Long before Forster became a director, he had already lived a cosmopolitan life. Growing up in the wealthy mountain enclave of Davos, Switzerland, he enjoyed a childhood of rarefied privilege, with vacations to the family villa on the Mediterranean. But when he was 17, his father, a medical entrepreneur, suffered financial reversals. Forster recalls being traumatized as much by the family’s lost fortune as by the loss of friends who dropped them. (One of his more steadfast pals from that period is Princess Olga of Greece.)
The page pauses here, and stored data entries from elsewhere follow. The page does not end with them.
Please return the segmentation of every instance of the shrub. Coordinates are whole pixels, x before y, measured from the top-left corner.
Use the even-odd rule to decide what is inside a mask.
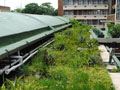
[[[49,48],[40,49],[24,69],[27,76],[10,81],[7,90],[114,90],[101,65],[98,42],[90,39],[91,27],[75,20],[72,23],[72,28],[55,34]]]
[[[119,38],[120,37],[120,24],[110,26],[109,33],[113,38]]]
[[[111,30],[114,27],[114,24],[107,24],[108,30]]]

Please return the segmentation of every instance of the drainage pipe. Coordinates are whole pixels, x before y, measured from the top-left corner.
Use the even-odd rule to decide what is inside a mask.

To pay his tuition to New York University’s film school, Forster borrowed money from family friend Robert Louis-Dreyfus—the tycoon cousin of actress Julia Louis-Dreyfus—and he now calls the family’s bankruptcy “the best thing that ever happened to me.” What that means, he explains with admirable philosophical perspective, is that having lived with wealth and then learned to live happily without it, he’s not impressed by Hollywood flash. In fact, during the sensitive early negotiations over creative issues on Quantum, Forster says he avoided the subject of salary altogether.
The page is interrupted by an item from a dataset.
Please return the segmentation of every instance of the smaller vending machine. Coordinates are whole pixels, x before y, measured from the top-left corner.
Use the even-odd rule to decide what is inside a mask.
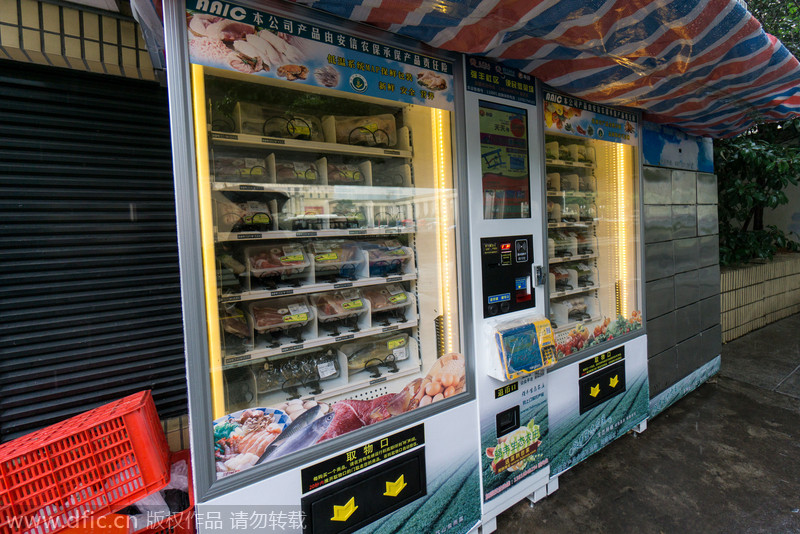
[[[543,88],[550,469],[648,417],[639,215],[640,118]]]
[[[501,512],[555,488],[543,370],[555,338],[536,82],[478,57],[466,58],[465,78],[481,524],[492,532]]]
“I’ve never made a decision based on money,” he says. “It’s always based on the story. So I said to my agent, ‘I need to figure out if this is my passion. If they make you an offer in the meantime, I don’t want to know.’”
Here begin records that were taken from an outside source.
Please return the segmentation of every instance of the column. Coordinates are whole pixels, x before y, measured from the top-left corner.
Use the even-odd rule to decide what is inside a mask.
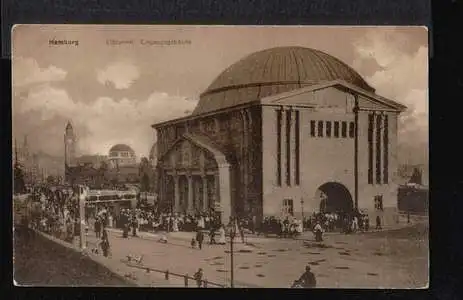
[[[220,174],[219,174],[219,170],[217,171],[217,174],[214,175],[214,186],[215,186],[215,190],[214,190],[214,202],[215,203],[220,203]],[[215,203],[212,203],[215,205]]]
[[[219,166],[219,194],[222,223],[227,224],[232,214],[231,189],[230,189],[230,165]]]
[[[180,180],[178,175],[174,175],[174,212],[178,212],[180,209]]]
[[[188,210],[189,212],[194,210],[193,206],[193,176],[189,175],[188,178]]]
[[[281,185],[286,185],[286,111],[284,108],[281,109],[281,144],[280,144],[280,153],[281,153],[281,160],[280,160],[280,178],[281,178]]]
[[[203,210],[208,211],[209,209],[209,199],[207,195],[207,177],[204,175],[202,176],[202,184],[203,184]]]
[[[371,141],[371,144],[372,144],[372,148],[373,148],[373,151],[372,151],[372,156],[373,156],[373,164],[371,166],[371,169],[373,171],[373,184],[376,184],[376,118],[378,116],[376,115],[376,112],[373,112],[373,134],[372,134],[372,141]]]
[[[375,118],[375,184],[381,184],[381,115]]]
[[[296,185],[296,111],[291,111],[291,130],[290,130],[290,149],[291,149],[291,155],[290,155],[290,183],[291,186]]]
[[[379,118],[379,178],[380,183],[383,183],[383,164],[384,164],[384,115],[381,114],[378,116]]]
One trait common to all of Forster’s otherwise varied films is the emotionally throttled protagonist, a character that reappears almost like a specter from the director’s emotionally chilly haute bourgeois upbringing. (Even Berry’s fiery performance had, as its counterweight, Billy Bob Thornton’s stony cop.) “The backdrop changes, but the characters stay very similar,” says Forster. “I just disguise them in different worlds.” It’s a mold that fits the aloof and mysterious Bond perfectly.
Forster’s own temperament has remained steady even as his career has taken off, says Kevin Tod Haug, the visual-effects supervisor who has worked with him since Finding Neverland. Forster maintains the ability to lead a vastly complicated enterprise without raising his voice, pulling rank or shredding producers’ nerves and budgets—behavior typical of “auteur” directors who hit the big time.